There is no specific treatment for CPV, but supportive medical treatment is crucial for survival and the likelihood of survival increases with the administration of fluids, pain medication, antibiotics, and other drugs. Despite treatment, the fatality rate of this disease remains very high.
Vaccination is the main tool for CPV prevention. Vaccinating bitches before they become pregnant ensures that the puppies have maternal antibodies that protect them during their first few weeks. Unvaccinated mothers with puppies will have to be mechanically isolated until the puppies are fully vaccinated. Careful disinfection with bleach or similar products of all equipment and clothing must also be done to ensure the safety of unvaccinated puppies. As is the case with many viruses, CPV has evolved since its first appearance in the 1970s, but luckily the CPV vaccination offers satisfactory protection to all the current strains.

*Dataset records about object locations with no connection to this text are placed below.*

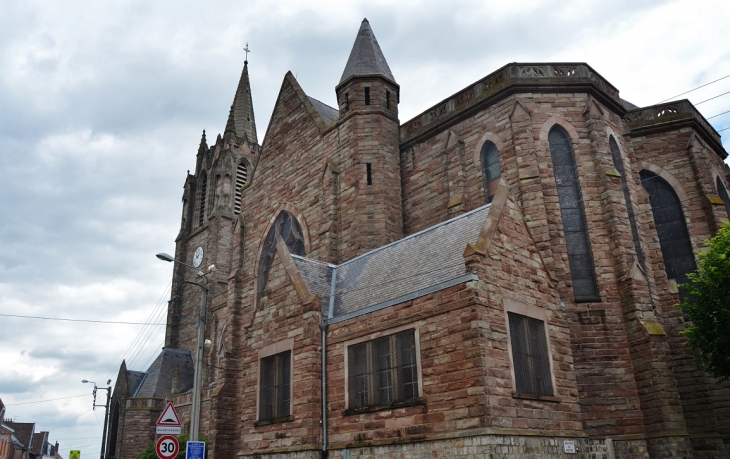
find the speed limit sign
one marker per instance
(167, 447)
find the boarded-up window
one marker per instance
(582, 269)
(382, 371)
(286, 226)
(241, 179)
(530, 355)
(490, 169)
(722, 192)
(275, 386)
(203, 190)
(670, 227)
(619, 165)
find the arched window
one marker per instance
(619, 165)
(722, 192)
(241, 179)
(286, 226)
(203, 189)
(670, 227)
(582, 269)
(490, 169)
(113, 428)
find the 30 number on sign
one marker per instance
(167, 447)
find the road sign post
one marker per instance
(167, 447)
(195, 450)
(169, 422)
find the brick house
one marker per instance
(495, 277)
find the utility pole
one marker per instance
(106, 412)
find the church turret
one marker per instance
(241, 122)
(367, 95)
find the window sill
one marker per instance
(266, 422)
(389, 406)
(541, 398)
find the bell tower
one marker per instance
(368, 150)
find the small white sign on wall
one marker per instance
(569, 446)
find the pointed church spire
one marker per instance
(240, 119)
(203, 144)
(366, 58)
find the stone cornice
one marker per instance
(511, 79)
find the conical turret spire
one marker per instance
(241, 121)
(366, 58)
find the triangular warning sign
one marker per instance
(169, 417)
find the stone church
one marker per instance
(496, 277)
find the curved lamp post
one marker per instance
(198, 376)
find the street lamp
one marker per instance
(106, 411)
(198, 376)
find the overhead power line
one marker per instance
(49, 400)
(698, 87)
(80, 320)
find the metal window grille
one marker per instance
(530, 355)
(275, 386)
(671, 228)
(241, 179)
(722, 192)
(490, 169)
(203, 189)
(383, 371)
(582, 270)
(618, 163)
(287, 226)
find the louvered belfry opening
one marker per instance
(383, 371)
(722, 192)
(530, 355)
(275, 386)
(490, 169)
(619, 165)
(580, 258)
(241, 179)
(287, 226)
(203, 190)
(671, 227)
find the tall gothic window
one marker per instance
(203, 190)
(722, 192)
(241, 179)
(582, 269)
(490, 169)
(619, 165)
(670, 227)
(286, 226)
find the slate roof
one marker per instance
(328, 114)
(158, 378)
(396, 272)
(366, 58)
(23, 431)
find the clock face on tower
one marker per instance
(198, 257)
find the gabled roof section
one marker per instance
(416, 265)
(366, 58)
(329, 115)
(240, 119)
(158, 380)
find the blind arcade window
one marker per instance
(582, 270)
(490, 169)
(530, 355)
(275, 387)
(382, 371)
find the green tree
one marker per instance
(707, 306)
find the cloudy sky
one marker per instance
(102, 105)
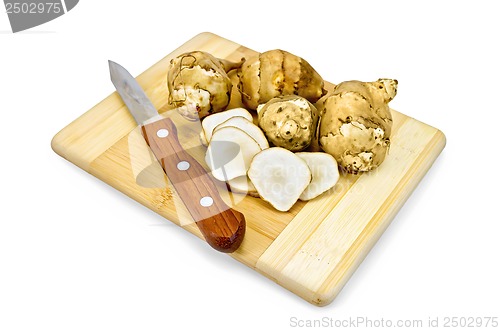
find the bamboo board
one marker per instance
(313, 249)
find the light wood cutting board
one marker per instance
(313, 249)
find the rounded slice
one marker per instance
(325, 173)
(210, 122)
(243, 184)
(230, 152)
(251, 129)
(279, 177)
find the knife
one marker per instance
(222, 226)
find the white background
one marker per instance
(77, 255)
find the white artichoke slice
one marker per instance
(279, 177)
(230, 152)
(251, 129)
(325, 173)
(210, 122)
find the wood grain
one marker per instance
(313, 249)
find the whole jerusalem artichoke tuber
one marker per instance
(355, 124)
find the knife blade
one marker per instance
(222, 227)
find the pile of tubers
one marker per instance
(272, 154)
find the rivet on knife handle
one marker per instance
(222, 227)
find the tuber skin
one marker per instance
(355, 125)
(289, 122)
(276, 73)
(201, 79)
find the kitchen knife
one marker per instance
(222, 226)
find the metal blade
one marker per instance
(132, 94)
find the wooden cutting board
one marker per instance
(313, 249)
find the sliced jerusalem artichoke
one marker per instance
(289, 121)
(275, 73)
(355, 125)
(279, 177)
(210, 122)
(251, 129)
(243, 184)
(230, 152)
(325, 173)
(201, 79)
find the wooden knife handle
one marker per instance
(222, 227)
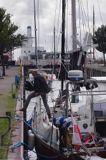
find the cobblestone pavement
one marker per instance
(17, 130)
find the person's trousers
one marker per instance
(44, 98)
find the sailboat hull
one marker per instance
(45, 152)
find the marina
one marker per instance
(58, 105)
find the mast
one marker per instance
(74, 30)
(63, 44)
(35, 29)
(93, 30)
(54, 52)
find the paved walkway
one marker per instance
(17, 130)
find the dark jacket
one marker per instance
(40, 84)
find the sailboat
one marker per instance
(65, 136)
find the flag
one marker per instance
(76, 138)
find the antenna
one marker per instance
(35, 29)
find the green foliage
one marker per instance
(100, 38)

Some dogs might have sub-clinical infections with symptoms becoming apparent only after stressful events like moving to a new home or receiving medical treatment for other reasons. That is why it is important to keep new dogs separate from puppies and unvaccinated dogs for at least a period of 2 weeks. Dogs that have received two vaccinations for parvo are generally considered protected, provided it has been over two weeks since the last vaccination (very young puppies might require more than two vaccinations). Buying a puppy from an unknown or unreliable breeder will greatly increase the risk of getting an infected puppy. CPV thrives in facilities that are overcrowded, dirty, moist, dark and cold. Stressed or undernourished animals are more likely to get infected and to have a more severe form of the disease. When buying a puppy always make sure it has been appropriately vaccinated by an accredited veterinary surgeon.